Namun, komunikasi yang telah terjalin dengan pihak Wakil Presiden memberikan sinyal positif.
“Dari komunikasi yang ada, beliau memiliki keinginan untuk hadir dalam pawai Paskah nanti,” tambahnya.
Pemerintah Kota Kupang sendiri mendorong agar Pawai Paskah GMIT 2026 tidak hanya menjadi kegiatan keagamaan, tetapi juga berkembang menjadi ikon kota yang dikenal secara luas.
“Kita ingin Pawai Paskah GMIT ini menjadi ikon Kota Kupang, seperti halnya Semana Santa yang sudah dikenal luas,” kata Wali Kota.

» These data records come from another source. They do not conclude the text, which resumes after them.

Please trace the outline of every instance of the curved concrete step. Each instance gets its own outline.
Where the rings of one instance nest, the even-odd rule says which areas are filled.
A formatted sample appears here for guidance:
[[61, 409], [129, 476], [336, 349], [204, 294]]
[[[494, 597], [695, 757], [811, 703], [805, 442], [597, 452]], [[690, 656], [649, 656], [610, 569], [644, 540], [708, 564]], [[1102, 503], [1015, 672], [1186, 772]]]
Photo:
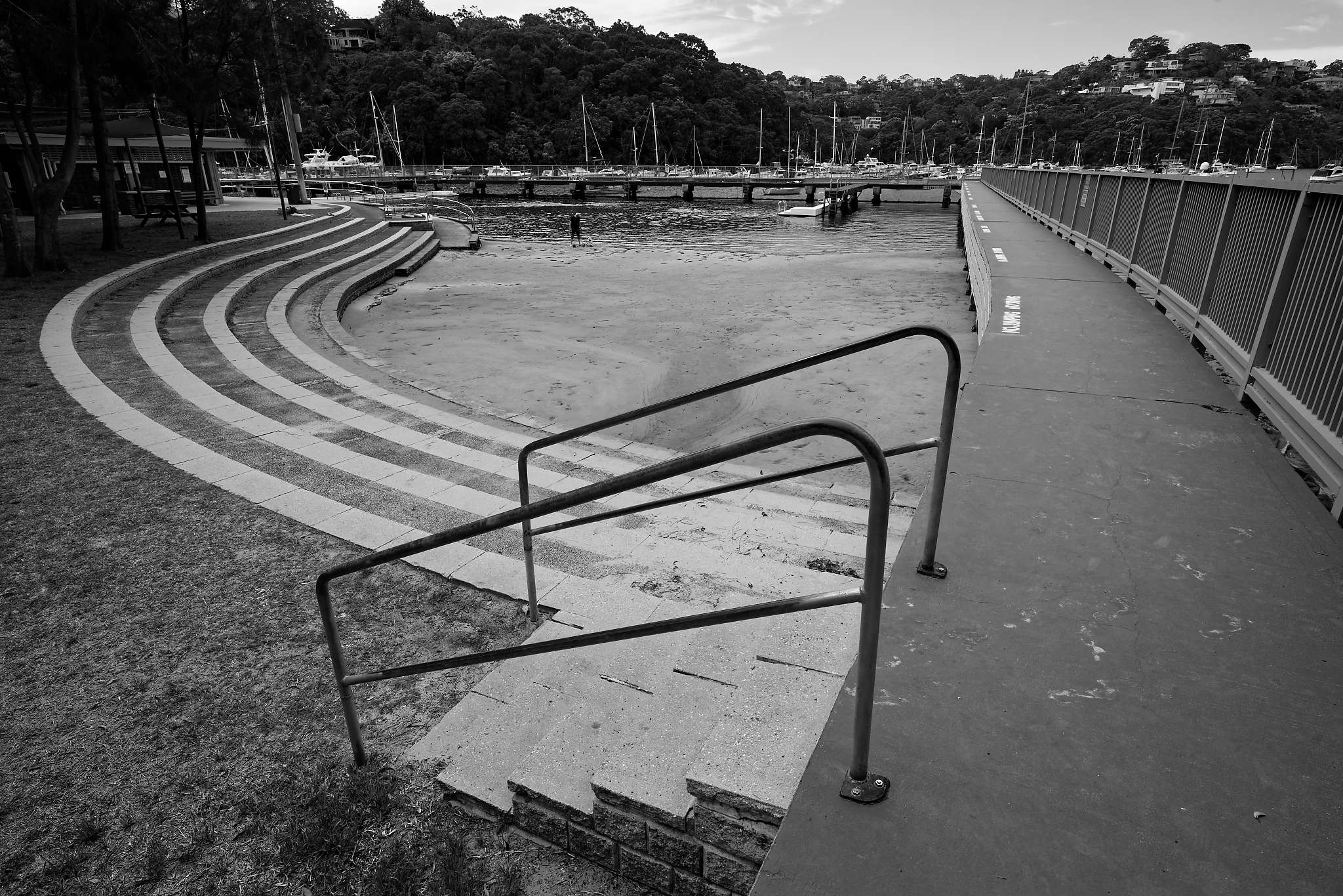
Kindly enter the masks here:
[[[423, 253], [420, 239], [324, 219], [134, 266], [67, 296], [48, 317], [43, 351], [90, 412], [187, 473], [364, 548], [422, 537], [443, 520], [514, 506], [506, 455], [543, 430], [387, 388], [380, 371], [336, 363], [295, 326], [320, 330], [324, 309]], [[105, 349], [89, 355], [93, 367], [77, 330]], [[599, 437], [556, 446], [532, 467], [537, 494], [639, 466], [650, 459], [641, 451], [657, 449]], [[694, 478], [673, 485], [694, 488]], [[645, 513], [634, 528], [599, 523], [539, 539], [539, 588], [555, 615], [532, 637], [851, 587], [799, 560], [855, 560], [846, 539], [857, 540], [864, 516], [843, 496], [752, 489]], [[674, 537], [678, 525], [753, 545], [757, 556]], [[898, 536], [893, 543], [892, 555]], [[514, 533], [407, 562], [521, 594]], [[673, 587], [677, 576], [693, 587]], [[629, 587], [635, 582], [647, 587]], [[442, 780], [462, 795], [596, 861], [727, 881], [744, 873], [731, 864], [741, 856], [714, 852], [696, 818], [709, 830], [720, 822], [708, 819], [732, 813], [759, 825], [782, 813], [851, 661], [855, 621], [855, 607], [839, 607], [509, 661], [410, 755], [441, 762]], [[761, 759], [780, 744], [786, 756]], [[751, 776], [748, 766], [767, 774]]]

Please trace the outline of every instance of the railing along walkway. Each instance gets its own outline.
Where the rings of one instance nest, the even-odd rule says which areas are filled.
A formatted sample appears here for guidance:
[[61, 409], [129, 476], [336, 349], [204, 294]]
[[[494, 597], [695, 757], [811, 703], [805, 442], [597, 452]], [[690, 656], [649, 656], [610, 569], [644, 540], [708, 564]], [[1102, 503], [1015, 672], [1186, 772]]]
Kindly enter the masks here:
[[1343, 519], [1343, 185], [1001, 168], [983, 183], [1155, 294]]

Ia menilai kegiatan tersebut memiliki potensi besar untuk dikembangkan menjadi agenda wisata religi di Indonesia Timur. Selain menyatukan umat dalam perayaan iman, pawai ini juga dapat memberi dampak ekonomi bagi masyarakat melalui sektor pariwisata dan UMKM.
Pawai Paskah GMIT sendiri merupakan tradisi tahunan yang digelar oleh Pemuda Sinode GMIT dan melibatkan ribuan peserta dari berbagai daerah di Nusa Tenggara Timur. Pada pelaksanaan sebelumnya, ribuan umat memadati jalan-jalan utama Kota Kupang untuk mengikuti prosesi yang sarat dengan simbol iman, budaya, dan pesan perdamaian.